In recent years, much work has been carried out, based on large-scale surveys, mesocosm experiments and whole-lake experiments in investigating the effects of eutrophication on shallow wetland lakes. These systems have been central to thinking of thresholds and tipping points of change for they may switch rapidly from biodiverse, clear water plant-dominated systems to turbid phytoplankton-dominated systems (Balls, Moss & Irvine, 1989; Irvine, Moss & Balls, 1989; Scheffer et al.,1993). One school of thought sees this as directly a function of increased nutrients acting as drivers (Scheffer, 1998). An alternative sees nutrients as unable alone to cause the switch, but nutrients to influence the magnitude of thresholds at which other drivers such as herbicides, biocides, salinity, grazing by birds or fish, or water level change become effective (Moss, Madgwick & Phillips, 1996; Moss, 2007). Reverse switches, such as deliberate removal of fish for a period may be used to return the system back to clear water and plant dominance, and again, one school sees nutrient reduction as enough to do this, which may be so if the reduction is extreme, whereas the other sees the usually modest levels of reduction possible to be inadequate without other measures such as biomanipulation (Moss et al., 1996) or intrinsic changes in the fish community (Jeppesen et al., 2005). In either case, however, nutrients have a role, so it is of interest to predict what effects global temperature increase might have on systems already under substantial threat of eutrophication.
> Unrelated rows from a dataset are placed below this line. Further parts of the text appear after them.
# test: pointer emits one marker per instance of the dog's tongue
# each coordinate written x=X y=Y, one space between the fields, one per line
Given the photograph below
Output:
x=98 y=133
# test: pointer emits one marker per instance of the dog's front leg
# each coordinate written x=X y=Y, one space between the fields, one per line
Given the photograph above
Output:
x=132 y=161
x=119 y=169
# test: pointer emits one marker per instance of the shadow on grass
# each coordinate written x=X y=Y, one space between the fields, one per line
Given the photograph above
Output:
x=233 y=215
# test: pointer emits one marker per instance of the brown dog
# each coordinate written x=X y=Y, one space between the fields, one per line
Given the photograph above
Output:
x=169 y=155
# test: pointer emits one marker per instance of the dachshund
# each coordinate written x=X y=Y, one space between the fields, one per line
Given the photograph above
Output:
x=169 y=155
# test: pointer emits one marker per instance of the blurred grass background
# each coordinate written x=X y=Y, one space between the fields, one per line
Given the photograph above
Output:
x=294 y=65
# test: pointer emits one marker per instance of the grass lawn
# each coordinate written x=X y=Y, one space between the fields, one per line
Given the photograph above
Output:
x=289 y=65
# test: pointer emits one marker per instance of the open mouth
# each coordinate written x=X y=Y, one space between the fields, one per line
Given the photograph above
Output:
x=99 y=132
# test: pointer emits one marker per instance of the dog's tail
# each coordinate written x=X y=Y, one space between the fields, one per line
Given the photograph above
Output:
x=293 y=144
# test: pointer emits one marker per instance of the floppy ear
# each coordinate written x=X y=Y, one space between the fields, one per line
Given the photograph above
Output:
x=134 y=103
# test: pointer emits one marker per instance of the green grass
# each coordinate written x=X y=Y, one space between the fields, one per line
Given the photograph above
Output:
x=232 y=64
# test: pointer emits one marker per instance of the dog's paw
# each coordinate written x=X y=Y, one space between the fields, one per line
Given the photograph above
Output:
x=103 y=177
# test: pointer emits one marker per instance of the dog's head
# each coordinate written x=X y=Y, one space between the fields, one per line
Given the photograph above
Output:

Such interactions are most easily teased out using controlled and replicated experimental systems; indeed it is difficult to envisage any other way of understanding the mechanisms. Experiments on whole lakes in which temperature is manipulated are inconceivable. The energy costs would be prodigious. Use of mesocosms that are electrically heated within lakes is possible and is a feature of experiments in Switzerland (M. Gessner, personal communication). Tanks, however are much easier to use and two sets of tanks systems, in Denmark (Liboriussen et al. (2005) and the U.K. (Mckee et al., 2000) are currently producing results that illuminate the interactions between temperature increase, nutrient loading and fish population.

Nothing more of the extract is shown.